Aujourd'hui, j'ai eu du mal à suivre le cortège.
C'est débile quand on y songe ce mot... je ne peux pas m'empêcher dès que je l'ai en bouche, de m'imaginer le défilé bruyant de voitures accompagnant celle de mariés...
Là c'était plutôt une procession de grincements de dents, de moues désabusées, plutôt de fin de soirée...
Je traînais des pieds.
Peut-être parce qu'il y avait les enfants. Peut-être parce que l'ambiance était triste. Peut-être parce que j'étais fatiguée. Peut-être à cause du silence.
Nous étions très nombreux, genre "Nous partîmes cinq cents; mais par un prompt renfort / Nous nous vîmes trois mille en arrivant au port". Mais aucune jubilation dans cet effet de masse. Parce qu'au port de toute façon, nous savions bien que personne n'empêcherait notre chute dans l'eau...
Alors nous avons marché longtemps, avec des mots par-ci par là, de la colère rentrée, des épaules tombantes, des mines renfrognées.
J'ai marché parce qu'il fallait le faire, parce qu'il n'était pas seulement question de se retirer à tel ou tel âge, mais bien d'accepter d'offrir un monde déliquescent sur un plateau à mes enfants. D'accepter de leur dire que cette vision là serait la norme, d'admettre que mes valeurs ne pourraient pas être les leurs... car leur monde n'est déjà plus vraiment le mien...
La ville me bombardait de ces vitrines, objets, lumière, strass, stress.
Nous avons cédé, usés bien avant la fin de la manifestation. Les enfants agacés et chouinant pour un rien.

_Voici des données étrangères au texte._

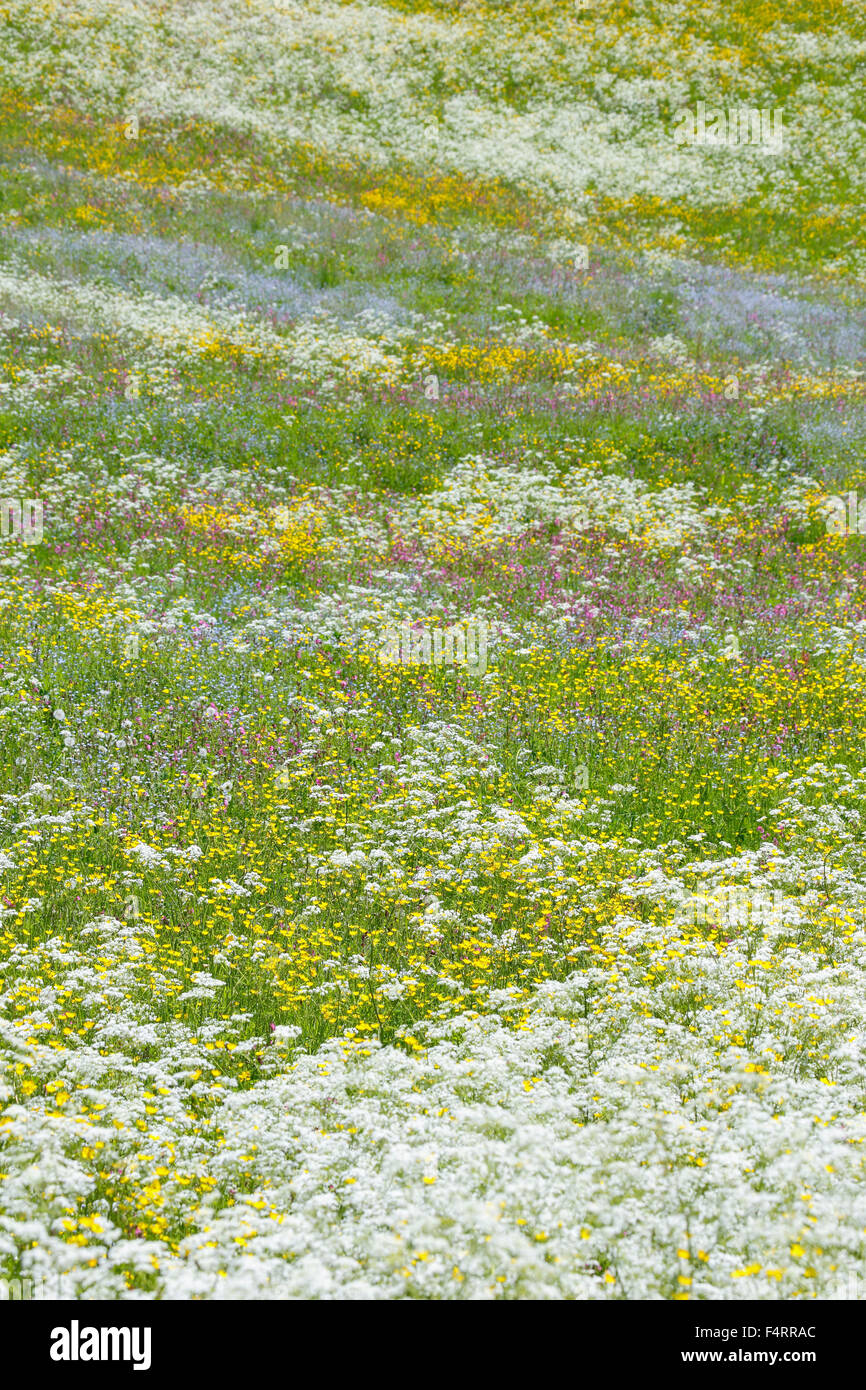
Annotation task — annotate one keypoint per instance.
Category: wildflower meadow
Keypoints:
(433, 651)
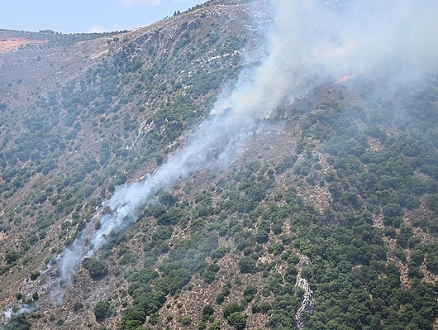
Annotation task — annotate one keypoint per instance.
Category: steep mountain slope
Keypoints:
(326, 217)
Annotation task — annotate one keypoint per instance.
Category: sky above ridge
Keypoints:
(77, 16)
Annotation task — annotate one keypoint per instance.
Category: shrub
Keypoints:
(102, 310)
(96, 268)
(186, 320)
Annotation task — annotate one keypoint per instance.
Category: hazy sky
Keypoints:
(70, 16)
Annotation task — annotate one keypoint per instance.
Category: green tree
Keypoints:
(102, 310)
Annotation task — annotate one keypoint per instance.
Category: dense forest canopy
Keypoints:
(323, 216)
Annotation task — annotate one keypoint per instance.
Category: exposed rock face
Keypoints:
(308, 302)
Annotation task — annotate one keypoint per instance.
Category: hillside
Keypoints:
(320, 214)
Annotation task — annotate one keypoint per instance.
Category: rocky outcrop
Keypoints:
(306, 307)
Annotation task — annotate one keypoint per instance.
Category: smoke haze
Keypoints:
(310, 43)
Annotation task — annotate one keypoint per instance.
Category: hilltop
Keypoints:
(323, 214)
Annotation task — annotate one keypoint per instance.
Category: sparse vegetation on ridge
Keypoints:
(344, 178)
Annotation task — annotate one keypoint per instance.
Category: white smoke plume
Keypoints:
(311, 42)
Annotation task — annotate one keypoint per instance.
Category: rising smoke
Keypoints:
(311, 42)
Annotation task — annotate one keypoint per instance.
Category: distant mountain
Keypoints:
(321, 213)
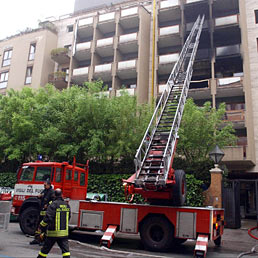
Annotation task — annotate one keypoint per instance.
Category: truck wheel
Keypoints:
(29, 220)
(179, 189)
(157, 233)
(179, 241)
(217, 241)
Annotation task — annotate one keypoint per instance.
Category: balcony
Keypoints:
(128, 43)
(226, 51)
(103, 71)
(193, 1)
(222, 6)
(200, 90)
(230, 87)
(169, 10)
(166, 63)
(237, 157)
(58, 79)
(130, 92)
(169, 36)
(85, 27)
(129, 18)
(80, 75)
(127, 69)
(83, 51)
(227, 21)
(105, 47)
(106, 23)
(61, 55)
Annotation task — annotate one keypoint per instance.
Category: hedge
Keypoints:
(112, 185)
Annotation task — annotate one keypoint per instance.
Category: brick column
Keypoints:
(213, 196)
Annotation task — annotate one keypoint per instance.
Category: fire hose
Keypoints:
(253, 250)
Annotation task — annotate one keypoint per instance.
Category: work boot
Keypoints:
(34, 242)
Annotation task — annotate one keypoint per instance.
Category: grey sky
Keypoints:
(17, 15)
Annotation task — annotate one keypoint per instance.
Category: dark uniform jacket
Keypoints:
(57, 219)
(47, 196)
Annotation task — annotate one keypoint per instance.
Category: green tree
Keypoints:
(201, 129)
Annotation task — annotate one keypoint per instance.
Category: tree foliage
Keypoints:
(201, 129)
(80, 121)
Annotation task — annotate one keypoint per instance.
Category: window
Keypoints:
(28, 75)
(4, 80)
(32, 51)
(70, 28)
(76, 176)
(58, 175)
(27, 173)
(68, 174)
(82, 179)
(256, 16)
(7, 57)
(43, 173)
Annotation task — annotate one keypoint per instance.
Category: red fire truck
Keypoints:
(163, 221)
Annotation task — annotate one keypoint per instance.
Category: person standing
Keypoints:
(55, 224)
(46, 197)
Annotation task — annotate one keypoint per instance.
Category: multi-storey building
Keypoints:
(133, 45)
(26, 59)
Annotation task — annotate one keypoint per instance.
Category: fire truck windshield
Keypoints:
(27, 173)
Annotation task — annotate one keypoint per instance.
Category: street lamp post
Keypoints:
(214, 192)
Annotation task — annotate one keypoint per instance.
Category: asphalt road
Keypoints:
(14, 244)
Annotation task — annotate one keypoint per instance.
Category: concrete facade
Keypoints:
(41, 65)
(133, 46)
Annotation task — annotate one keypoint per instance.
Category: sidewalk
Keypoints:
(238, 240)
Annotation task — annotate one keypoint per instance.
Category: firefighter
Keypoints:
(55, 226)
(46, 197)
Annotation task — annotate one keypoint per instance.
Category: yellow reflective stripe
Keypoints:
(43, 213)
(43, 224)
(67, 221)
(41, 254)
(60, 233)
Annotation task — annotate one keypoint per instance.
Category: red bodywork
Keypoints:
(208, 221)
(72, 179)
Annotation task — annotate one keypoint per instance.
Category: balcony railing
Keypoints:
(130, 64)
(130, 92)
(235, 115)
(80, 71)
(105, 42)
(85, 21)
(128, 37)
(61, 55)
(103, 68)
(168, 3)
(59, 79)
(130, 11)
(169, 30)
(170, 58)
(228, 81)
(107, 17)
(192, 1)
(228, 50)
(236, 153)
(83, 46)
(227, 20)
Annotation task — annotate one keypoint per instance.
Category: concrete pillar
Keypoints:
(213, 196)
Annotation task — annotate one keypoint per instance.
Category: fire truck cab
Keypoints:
(72, 179)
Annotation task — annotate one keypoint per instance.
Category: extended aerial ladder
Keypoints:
(155, 178)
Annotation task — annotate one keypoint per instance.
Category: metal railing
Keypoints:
(144, 147)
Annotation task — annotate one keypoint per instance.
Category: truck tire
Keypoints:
(179, 189)
(157, 234)
(29, 220)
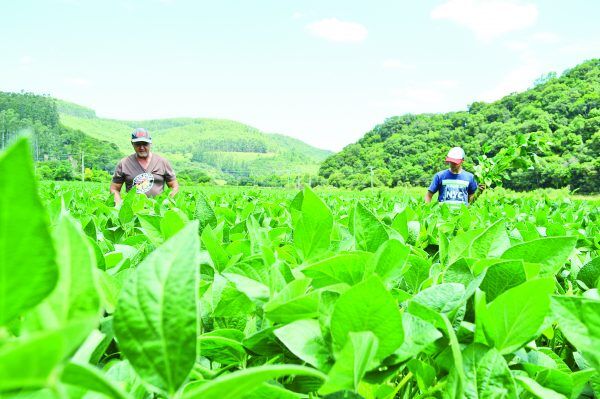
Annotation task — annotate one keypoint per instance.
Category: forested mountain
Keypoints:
(562, 112)
(62, 133)
(57, 149)
(222, 148)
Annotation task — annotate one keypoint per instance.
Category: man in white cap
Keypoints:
(146, 171)
(455, 185)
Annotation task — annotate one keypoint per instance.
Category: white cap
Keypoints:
(455, 155)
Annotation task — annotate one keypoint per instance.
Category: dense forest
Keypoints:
(57, 149)
(562, 112)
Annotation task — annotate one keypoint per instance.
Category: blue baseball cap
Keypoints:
(140, 135)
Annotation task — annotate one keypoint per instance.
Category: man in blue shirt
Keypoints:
(455, 185)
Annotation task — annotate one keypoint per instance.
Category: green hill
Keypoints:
(562, 112)
(223, 148)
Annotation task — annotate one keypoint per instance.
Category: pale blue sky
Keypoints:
(322, 71)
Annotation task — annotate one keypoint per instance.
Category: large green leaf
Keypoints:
(590, 273)
(244, 382)
(487, 374)
(515, 316)
(418, 334)
(204, 213)
(501, 277)
(76, 295)
(91, 379)
(442, 298)
(355, 359)
(458, 247)
(312, 225)
(304, 339)
(369, 233)
(491, 243)
(28, 362)
(390, 259)
(579, 320)
(368, 306)
(215, 249)
(346, 268)
(156, 316)
(536, 389)
(28, 272)
(551, 252)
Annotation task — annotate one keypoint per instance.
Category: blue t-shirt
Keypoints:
(453, 188)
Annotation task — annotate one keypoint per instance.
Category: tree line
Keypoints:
(56, 149)
(562, 112)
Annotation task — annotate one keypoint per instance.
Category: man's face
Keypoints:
(454, 167)
(142, 149)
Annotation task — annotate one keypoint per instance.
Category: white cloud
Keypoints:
(26, 60)
(518, 79)
(488, 19)
(78, 81)
(517, 45)
(588, 49)
(545, 37)
(446, 83)
(397, 64)
(334, 30)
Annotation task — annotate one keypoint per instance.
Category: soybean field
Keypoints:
(268, 293)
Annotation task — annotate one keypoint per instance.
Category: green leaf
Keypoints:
(28, 362)
(368, 306)
(536, 389)
(551, 252)
(312, 225)
(515, 316)
(155, 320)
(418, 334)
(491, 243)
(293, 303)
(91, 379)
(390, 259)
(352, 363)
(501, 277)
(244, 382)
(459, 246)
(171, 223)
(346, 268)
(443, 298)
(487, 374)
(579, 320)
(204, 213)
(76, 295)
(368, 231)
(223, 346)
(215, 248)
(304, 339)
(590, 273)
(28, 272)
(151, 228)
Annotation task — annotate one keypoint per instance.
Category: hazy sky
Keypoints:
(323, 71)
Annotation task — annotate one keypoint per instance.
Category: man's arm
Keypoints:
(478, 191)
(174, 185)
(428, 196)
(115, 189)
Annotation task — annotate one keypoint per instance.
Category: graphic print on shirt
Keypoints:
(455, 191)
(143, 182)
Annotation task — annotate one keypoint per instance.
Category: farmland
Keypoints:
(246, 293)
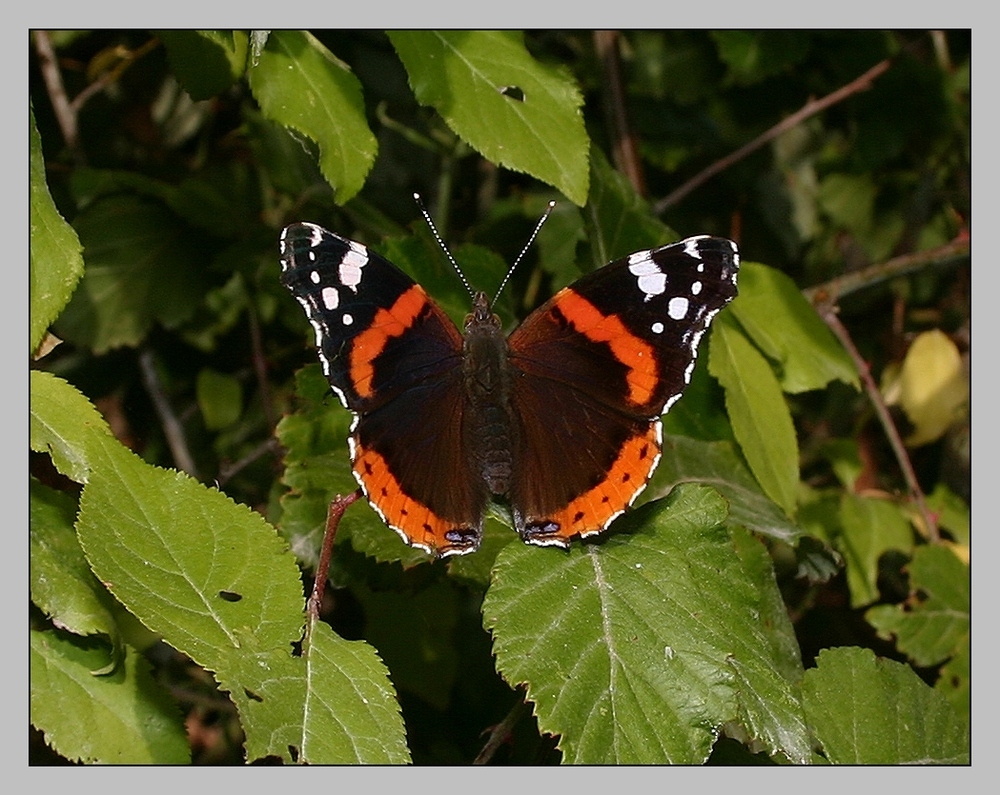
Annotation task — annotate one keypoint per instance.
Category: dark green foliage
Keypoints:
(168, 617)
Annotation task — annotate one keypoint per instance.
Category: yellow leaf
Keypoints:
(933, 387)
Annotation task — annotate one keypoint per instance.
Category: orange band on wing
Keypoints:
(630, 350)
(415, 522)
(593, 510)
(387, 323)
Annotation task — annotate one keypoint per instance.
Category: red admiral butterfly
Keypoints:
(561, 418)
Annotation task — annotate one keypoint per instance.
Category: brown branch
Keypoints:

Nous avons cherché un lieu où calmer la faim et le vide.
Tout était bondé, les terrasses étaient pleines.
Cela dégueulait jusqu'aux poubelles. Chaussures à talons, petites vestes cintrées, montres swatch, robes desigual, blousons redskin, jeans temps des cerises, sacs valérie bruno, parfums à la vanille...
Nous voilà tous les quatre assis sur une pauvre terrasse à avaler de misérables spaghettis rebaptisés tagliatelles à écouter notre voisin de table dragouiller la serveuse...
Le patron est sorti discuter avec l'homme. Ils se connaissaient bien. Un habitué sans doute.
Son téléphone a sonné. Toutes les tables ont pu profiter de la chanson qu'il avait mise en guise de sonnerie : "aïe aïe aïe, j'ai mal à mon trou de balle, ouille, ouille ouille, tu t'es fait enculer". Ils se sont bidonnés.
J'aurais voulu être ailleurs, mais impossible de verrouiller ma pensée...
L'addition posée sur la table, 45 euros pour bouffer des pâtes. Les rires gras. Les fringues dans les magasins le long du parcours. Un type en train de refaire le monde dans son bureau.
Voilà, c'est ça le monde réel : du cul, du fric, du laid, de la baise.